# Lab 3: Techniques for training DNNs


## Contents

1. [Tuning Learning Rate](#Tuning-Learning-Rate)
2. [Tuning Batch Size](#Tuning-Batch-Size)
3. [Batch Normalisation](#Batch-Normalisation)
4. [SGD with Momentum](#SGD-with-Momentum)
5. [Addendum 1: A note on Batch Normalisation](#Addendum-1:-A-note-on-Batch-Normalisation)
6. [Addendum 2: Learning Rate Decay](#Addendum-2:-Learning-Rate-Decay)
7. [Addendum 3: CHALLENGE! Implementing BatchNorm2d](#Addendum-3:-CHALLENGE!-Implementing-BatchNorm2d)
---

**You will be continuing on the code from last lab. You may want to make a separate copy of the code**

Last lab session you built your first CNN and trained it on CIFAR-10. Let's revisit
the loss and accuracy curves we got last time.

![Last lab-session's loss curve](../lab-2-cnns/media/expected-loss.png)

*Legend:*
- Train: Orange
- Test: Red

![Last lab-session's accuracy curve](../lab-2-cnns/media/expected-accuracy.png)

*Legend:*
- Train: Grey
- Test: Blue

What can we learn by looking at these graphs? 
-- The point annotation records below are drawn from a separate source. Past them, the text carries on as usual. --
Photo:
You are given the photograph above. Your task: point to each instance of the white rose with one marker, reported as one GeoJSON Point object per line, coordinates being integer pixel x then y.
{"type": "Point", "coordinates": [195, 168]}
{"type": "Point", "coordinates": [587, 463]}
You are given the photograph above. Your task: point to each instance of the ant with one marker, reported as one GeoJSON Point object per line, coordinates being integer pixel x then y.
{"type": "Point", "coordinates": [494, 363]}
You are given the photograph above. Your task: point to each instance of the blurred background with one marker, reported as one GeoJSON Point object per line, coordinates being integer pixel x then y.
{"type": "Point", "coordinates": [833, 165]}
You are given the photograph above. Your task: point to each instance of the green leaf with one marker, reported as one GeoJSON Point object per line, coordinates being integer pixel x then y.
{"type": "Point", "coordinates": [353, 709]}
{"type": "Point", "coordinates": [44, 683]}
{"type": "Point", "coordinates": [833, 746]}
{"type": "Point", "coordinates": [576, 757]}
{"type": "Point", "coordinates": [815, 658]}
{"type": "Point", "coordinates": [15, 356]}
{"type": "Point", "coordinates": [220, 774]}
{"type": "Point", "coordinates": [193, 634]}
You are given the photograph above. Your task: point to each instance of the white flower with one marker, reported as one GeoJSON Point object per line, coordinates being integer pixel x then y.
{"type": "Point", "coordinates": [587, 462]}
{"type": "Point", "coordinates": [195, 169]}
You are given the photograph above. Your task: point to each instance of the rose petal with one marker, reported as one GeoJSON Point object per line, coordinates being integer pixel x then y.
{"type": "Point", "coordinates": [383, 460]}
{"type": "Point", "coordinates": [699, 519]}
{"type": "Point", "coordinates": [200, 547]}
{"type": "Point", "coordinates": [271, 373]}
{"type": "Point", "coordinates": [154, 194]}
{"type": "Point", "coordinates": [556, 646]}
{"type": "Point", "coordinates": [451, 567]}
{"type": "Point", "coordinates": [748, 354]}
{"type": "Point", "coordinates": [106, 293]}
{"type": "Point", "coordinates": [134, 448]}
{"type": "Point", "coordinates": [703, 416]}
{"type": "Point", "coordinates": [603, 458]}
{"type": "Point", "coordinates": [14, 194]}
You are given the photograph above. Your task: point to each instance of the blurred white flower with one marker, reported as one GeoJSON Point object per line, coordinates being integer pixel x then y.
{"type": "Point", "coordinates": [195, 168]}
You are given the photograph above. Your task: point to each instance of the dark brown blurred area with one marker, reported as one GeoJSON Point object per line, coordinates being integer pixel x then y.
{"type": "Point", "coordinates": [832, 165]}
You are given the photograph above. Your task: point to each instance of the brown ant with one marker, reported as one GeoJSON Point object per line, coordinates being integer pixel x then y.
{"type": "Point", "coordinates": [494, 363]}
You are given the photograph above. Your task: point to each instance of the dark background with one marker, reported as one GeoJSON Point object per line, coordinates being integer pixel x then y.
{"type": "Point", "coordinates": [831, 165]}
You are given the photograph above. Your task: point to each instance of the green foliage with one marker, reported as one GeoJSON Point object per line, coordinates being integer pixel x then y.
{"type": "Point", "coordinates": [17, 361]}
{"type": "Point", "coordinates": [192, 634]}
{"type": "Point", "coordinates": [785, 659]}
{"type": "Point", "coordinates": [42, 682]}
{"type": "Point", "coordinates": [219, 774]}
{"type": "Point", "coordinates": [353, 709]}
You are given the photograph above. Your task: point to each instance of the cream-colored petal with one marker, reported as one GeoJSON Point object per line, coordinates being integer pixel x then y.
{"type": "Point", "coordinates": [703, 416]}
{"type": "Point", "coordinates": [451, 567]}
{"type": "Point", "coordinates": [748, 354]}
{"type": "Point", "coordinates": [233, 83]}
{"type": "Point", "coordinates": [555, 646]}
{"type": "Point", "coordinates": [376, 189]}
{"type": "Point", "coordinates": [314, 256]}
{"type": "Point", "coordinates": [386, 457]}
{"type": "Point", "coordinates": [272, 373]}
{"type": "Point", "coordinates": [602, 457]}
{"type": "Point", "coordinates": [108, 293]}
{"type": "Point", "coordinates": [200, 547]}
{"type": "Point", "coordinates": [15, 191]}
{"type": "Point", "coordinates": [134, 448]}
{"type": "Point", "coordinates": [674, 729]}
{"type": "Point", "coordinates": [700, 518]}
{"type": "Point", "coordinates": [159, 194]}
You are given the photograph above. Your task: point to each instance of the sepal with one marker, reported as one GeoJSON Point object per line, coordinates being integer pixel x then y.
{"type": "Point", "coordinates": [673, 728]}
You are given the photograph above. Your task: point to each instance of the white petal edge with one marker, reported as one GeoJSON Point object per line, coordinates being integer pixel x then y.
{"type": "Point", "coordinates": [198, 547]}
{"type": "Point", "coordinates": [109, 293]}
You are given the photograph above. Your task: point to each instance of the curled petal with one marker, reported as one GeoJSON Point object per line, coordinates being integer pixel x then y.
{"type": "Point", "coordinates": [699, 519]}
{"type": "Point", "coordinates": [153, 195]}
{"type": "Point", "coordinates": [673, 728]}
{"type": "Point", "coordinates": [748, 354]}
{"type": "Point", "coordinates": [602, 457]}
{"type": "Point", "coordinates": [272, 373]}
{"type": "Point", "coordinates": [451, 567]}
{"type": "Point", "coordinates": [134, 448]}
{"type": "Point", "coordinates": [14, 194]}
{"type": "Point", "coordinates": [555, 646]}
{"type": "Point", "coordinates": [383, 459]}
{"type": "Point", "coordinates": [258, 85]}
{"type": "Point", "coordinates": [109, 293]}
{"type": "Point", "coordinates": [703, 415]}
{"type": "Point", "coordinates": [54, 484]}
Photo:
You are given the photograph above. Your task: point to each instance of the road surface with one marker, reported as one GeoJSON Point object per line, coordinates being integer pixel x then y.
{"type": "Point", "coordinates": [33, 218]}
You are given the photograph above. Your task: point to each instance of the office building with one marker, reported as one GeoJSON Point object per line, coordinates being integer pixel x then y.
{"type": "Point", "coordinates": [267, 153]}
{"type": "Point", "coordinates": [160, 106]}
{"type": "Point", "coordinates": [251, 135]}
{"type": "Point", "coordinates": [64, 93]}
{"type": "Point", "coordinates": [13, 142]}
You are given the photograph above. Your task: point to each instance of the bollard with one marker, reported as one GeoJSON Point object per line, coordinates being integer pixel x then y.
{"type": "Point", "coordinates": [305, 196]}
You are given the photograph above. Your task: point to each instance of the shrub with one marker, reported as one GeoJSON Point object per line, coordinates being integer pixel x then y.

1. The **training accuracy** (~70%) could be higher; this dataset has 10 classes, so chance performance would be 10%. *Make sure you distinguish between the training curve and the test/validation curve for both loss and accuracy*. This indicates that our model is underfitting the training data. Our training performance, in normal circumstances, is typically an upper bound of the accuracy we can expect on the test set. In fact, as a rule of thumb, it is a good idea to overfit your training data, then regularise the model to reduce the train-validation gap in order to generalise to future data.

2. The **training loss** decreases quite slowly, perhaps our learning rate is too low.

3. The **test loss** is close to the training loss, this is good, it means that our model generalises well from our training data. Towards the end of training it does seem to overfit a bit, but the **test accuracy** is still increasing, which is our primary goal.


Based on the above, we will first attempt to adjust the learning rate.

---
## Tuning Learning Rate

We've been training our networks with stochastic gradient descent, this updates the parameters $\mathbf{W}$ according to the update rule

$$\mathbf{W}_{t+1} = \mathbf{W}_t - \eta\nabla_{W_t} \mathcal{L}(\mathbf{x}, \mathbf{W}_t)$$

Where
- $\mathbf{x}$ is the mini-batch of inputs to the network.
- $\mathbf{W}_t$ are the network's weights at time $t$.
- $\mathcal{L}$ is the loss function.
- $\nabla_{W_t}\mathcal{L}$ is the matrix containing the partial derivatives of the loss function with respect to the parameters $\mathbf{W}_t$.
- $\eta$ is the learning rate.

When picking a learning rate, it's best to search exponentially varying values, e.g. 0.001, 0.005, 0.01, 0.05, 0.1.

**Task**: The default learning rate in the code is 1e-2, try training with 5e-2 and 1e-1 by running `train_cifar.py` with `--learning-rate <lr>` (replace `<lr>` with `5e-2` or `1e-1`). Which learning rate gives you best results?

We found setting the learning rate to 1e-1 to be the most effective, boosting the test accuracy by ~7%. Let's examine the learning curves this time to see what we can infer from them.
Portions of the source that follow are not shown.